Der Evolution ist es egal

Welches Zell-Prinzip also für die Forscher zugrunde liegt, es läuft immer auf dasselbe hinaus: Der Körper wird sterben. Denn wenn dem Altern zwei sich widersprechende Faktoren zugrunde liegen, gibt es – zumindest mathematisch – keine Lösung. Für die Evolution ist Altern aber sowieso kein Problem: Denn das spielt sich erst, ab, nachdem der Nachwuchs gezeugt und die DNA weitergegeben wurde. Also gibt es keinen natürlichen Grund, noch ewig weiterzuleben. 

Theoretisch werden wir heute 100 Jahre alt

Nicht nur in Deutschland ist die durchschnittliche Lebenserwartung in den vergangenen fünf Jahrzehnten allerdings deutlich angestiegen.
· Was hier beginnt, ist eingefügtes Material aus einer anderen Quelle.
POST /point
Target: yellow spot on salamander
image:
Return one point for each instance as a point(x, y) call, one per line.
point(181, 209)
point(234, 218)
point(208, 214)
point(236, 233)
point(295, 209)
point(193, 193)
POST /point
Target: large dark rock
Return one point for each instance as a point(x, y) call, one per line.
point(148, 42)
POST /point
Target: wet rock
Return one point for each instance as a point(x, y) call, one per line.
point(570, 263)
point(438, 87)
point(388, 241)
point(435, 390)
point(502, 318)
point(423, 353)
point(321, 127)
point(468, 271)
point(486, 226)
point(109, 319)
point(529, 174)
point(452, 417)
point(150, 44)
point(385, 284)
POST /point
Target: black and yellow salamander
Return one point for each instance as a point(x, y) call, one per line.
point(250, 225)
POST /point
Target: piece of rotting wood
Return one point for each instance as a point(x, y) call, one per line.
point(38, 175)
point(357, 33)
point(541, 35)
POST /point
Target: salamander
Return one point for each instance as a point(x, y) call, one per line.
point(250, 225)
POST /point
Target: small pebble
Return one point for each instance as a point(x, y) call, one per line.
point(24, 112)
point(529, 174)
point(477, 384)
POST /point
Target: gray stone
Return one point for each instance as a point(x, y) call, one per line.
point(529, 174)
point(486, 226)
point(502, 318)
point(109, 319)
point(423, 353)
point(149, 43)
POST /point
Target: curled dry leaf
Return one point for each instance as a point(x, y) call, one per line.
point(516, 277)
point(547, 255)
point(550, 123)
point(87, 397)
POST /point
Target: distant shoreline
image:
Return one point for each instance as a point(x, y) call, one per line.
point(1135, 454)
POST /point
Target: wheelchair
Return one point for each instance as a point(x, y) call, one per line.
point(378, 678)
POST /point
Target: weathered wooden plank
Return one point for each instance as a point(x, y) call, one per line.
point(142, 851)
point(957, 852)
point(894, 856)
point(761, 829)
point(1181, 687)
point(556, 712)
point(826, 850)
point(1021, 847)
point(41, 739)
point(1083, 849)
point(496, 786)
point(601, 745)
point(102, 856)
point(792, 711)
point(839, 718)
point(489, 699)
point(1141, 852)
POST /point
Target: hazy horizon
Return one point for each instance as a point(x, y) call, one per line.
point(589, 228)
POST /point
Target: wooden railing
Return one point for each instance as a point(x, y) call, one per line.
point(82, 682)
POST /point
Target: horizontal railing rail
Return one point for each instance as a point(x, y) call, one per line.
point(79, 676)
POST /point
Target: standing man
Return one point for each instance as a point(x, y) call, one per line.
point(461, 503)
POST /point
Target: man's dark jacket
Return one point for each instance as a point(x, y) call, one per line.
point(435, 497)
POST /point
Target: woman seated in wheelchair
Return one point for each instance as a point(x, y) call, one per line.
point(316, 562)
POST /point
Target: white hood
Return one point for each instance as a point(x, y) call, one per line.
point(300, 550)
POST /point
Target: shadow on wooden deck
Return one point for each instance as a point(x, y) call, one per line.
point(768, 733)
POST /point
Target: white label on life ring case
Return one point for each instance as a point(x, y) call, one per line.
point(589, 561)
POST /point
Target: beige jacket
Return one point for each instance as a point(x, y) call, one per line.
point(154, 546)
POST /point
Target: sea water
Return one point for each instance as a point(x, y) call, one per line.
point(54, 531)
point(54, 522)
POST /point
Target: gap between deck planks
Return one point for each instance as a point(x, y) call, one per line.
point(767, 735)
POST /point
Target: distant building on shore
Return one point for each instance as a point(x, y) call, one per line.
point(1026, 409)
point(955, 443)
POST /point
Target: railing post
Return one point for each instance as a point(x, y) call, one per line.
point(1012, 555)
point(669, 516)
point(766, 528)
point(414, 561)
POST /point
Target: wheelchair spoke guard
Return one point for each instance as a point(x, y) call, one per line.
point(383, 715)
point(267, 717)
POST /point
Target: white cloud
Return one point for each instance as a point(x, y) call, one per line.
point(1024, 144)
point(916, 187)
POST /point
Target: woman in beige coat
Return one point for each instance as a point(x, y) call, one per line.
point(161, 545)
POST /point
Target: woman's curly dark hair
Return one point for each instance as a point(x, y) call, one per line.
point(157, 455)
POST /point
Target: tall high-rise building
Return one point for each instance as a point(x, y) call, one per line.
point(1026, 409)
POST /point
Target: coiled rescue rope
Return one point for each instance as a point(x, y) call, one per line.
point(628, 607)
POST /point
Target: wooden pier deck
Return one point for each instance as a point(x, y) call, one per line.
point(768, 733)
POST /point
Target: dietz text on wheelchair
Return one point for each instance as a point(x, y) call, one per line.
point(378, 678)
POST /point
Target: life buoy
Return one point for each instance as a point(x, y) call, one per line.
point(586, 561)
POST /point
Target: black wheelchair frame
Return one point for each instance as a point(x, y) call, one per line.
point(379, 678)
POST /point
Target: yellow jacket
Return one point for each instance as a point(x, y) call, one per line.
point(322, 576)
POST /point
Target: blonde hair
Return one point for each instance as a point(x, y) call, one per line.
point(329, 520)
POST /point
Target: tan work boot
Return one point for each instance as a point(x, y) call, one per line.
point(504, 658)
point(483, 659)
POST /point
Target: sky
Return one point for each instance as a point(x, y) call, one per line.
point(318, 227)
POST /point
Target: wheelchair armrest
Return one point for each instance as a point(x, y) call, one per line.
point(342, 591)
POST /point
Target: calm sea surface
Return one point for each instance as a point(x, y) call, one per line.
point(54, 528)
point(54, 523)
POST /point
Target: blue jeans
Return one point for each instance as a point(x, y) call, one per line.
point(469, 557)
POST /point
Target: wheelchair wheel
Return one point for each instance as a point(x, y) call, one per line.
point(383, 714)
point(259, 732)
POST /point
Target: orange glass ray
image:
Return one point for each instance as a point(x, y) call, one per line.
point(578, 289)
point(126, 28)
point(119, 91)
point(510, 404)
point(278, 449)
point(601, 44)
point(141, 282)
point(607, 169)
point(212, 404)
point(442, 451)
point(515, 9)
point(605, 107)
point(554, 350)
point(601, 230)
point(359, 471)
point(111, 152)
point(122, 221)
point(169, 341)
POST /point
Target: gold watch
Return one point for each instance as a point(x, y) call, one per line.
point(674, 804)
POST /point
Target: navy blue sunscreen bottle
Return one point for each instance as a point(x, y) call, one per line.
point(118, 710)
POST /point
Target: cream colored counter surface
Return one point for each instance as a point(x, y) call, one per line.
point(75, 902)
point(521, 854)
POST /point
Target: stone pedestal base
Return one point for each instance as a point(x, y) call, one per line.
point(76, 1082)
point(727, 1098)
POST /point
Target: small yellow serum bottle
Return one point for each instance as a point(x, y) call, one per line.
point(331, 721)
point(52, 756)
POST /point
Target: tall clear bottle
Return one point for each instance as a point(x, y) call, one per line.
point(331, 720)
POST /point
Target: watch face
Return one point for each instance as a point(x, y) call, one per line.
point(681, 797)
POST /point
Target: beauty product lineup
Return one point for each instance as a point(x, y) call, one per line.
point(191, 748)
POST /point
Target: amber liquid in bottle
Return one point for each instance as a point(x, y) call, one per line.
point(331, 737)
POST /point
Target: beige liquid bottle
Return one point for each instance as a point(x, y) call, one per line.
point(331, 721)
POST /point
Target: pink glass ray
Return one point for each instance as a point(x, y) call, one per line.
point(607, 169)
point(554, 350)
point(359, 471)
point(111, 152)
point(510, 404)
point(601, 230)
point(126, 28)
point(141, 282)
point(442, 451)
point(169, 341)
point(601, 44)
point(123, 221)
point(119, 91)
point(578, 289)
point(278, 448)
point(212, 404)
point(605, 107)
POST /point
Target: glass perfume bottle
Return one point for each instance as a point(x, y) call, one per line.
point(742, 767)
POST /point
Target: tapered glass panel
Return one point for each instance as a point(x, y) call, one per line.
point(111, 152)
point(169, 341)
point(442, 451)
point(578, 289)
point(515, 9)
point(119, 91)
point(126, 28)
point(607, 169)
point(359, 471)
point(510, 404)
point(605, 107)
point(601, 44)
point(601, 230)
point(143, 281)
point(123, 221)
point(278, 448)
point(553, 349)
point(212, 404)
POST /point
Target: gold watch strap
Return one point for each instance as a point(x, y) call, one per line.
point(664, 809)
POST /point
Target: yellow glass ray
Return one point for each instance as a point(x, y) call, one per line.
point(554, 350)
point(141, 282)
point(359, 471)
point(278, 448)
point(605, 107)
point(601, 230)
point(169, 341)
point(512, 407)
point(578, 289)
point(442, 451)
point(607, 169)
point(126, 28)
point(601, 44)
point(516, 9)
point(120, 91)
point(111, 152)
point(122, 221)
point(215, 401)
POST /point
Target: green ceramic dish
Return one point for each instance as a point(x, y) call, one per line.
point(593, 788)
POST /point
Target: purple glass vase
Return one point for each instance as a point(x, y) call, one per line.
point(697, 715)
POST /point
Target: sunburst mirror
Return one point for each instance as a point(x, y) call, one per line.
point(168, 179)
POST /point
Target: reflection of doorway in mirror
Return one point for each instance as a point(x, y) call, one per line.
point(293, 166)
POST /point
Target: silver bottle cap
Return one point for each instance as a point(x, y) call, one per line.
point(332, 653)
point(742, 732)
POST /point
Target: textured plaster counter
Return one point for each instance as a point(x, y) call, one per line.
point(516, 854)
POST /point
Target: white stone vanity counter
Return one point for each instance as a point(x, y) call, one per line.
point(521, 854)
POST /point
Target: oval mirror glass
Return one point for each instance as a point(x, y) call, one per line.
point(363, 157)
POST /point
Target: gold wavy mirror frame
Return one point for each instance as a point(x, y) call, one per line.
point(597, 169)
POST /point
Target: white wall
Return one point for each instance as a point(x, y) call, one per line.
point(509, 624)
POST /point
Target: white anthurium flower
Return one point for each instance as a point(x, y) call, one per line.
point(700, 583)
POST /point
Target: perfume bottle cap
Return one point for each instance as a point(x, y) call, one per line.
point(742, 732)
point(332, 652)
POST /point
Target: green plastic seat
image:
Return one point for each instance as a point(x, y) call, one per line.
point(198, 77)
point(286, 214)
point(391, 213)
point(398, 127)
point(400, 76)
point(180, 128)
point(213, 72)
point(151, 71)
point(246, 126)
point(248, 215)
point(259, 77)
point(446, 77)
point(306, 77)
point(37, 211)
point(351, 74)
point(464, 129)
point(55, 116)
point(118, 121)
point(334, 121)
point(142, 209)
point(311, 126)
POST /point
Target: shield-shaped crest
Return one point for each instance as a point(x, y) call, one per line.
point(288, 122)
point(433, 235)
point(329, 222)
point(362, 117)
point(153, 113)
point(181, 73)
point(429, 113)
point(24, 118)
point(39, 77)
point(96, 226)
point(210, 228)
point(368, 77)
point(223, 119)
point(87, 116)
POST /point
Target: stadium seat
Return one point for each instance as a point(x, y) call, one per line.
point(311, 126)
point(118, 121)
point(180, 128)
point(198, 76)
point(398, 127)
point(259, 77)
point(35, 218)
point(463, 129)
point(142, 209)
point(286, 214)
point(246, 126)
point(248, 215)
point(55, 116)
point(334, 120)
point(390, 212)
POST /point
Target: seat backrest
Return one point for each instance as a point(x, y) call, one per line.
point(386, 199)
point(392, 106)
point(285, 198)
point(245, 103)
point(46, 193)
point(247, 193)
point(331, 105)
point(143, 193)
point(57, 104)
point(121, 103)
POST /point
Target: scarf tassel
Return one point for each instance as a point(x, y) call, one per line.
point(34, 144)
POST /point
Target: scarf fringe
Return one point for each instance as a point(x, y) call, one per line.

Zum Vergleich: Mitte des 19. Jahrhunderts galten Menschen mit 40 als uralt. Heute wird eine 50-jährige Frau durchschnittlich 88,2 Jahre alt und hat eine 13-prozentige Chance auf ihren 100. Geburtstag. Männer leben durchschnittlich etwa fünf Jahre weniger, und die Party zum 100. Geburtstag erlebt ein Mann nur mit einer zweiprozentigen Wahrscheinlichkeit. Dabei spielen Faktoren wie Frieden, höherer Lebensstandard und bessere Ernährung mindestens eine genauso große Rolle wie die medizinischen Fortschritte.


Wissenschaftler gehen davon aus, dass wir das Altern zwar nicht stoppen, aber dennoch deutlich verlangsamen können. Denn sie verstehen die komplizierten Stoffwechselprozesse immer besser, die zu Falten, schlaffen Muskeln und brüchigen Knochen führen. Und was wäre, wenn der Menschheitstraum von ewiger Jugend in Erfüllung ginge? Jeder weiß, dass sogar die Vampire mit ihrem ewigen Leben unglücklich waren. Vielleicht sollten wir uns also besser an den Ratschlag der US-Sängerin Joan Baez halten: "Du kannst dir nicht aussuchen, wie du stirbst. Oder wann. Du kannst nur entscheiden, wie du lebst. Jetzt."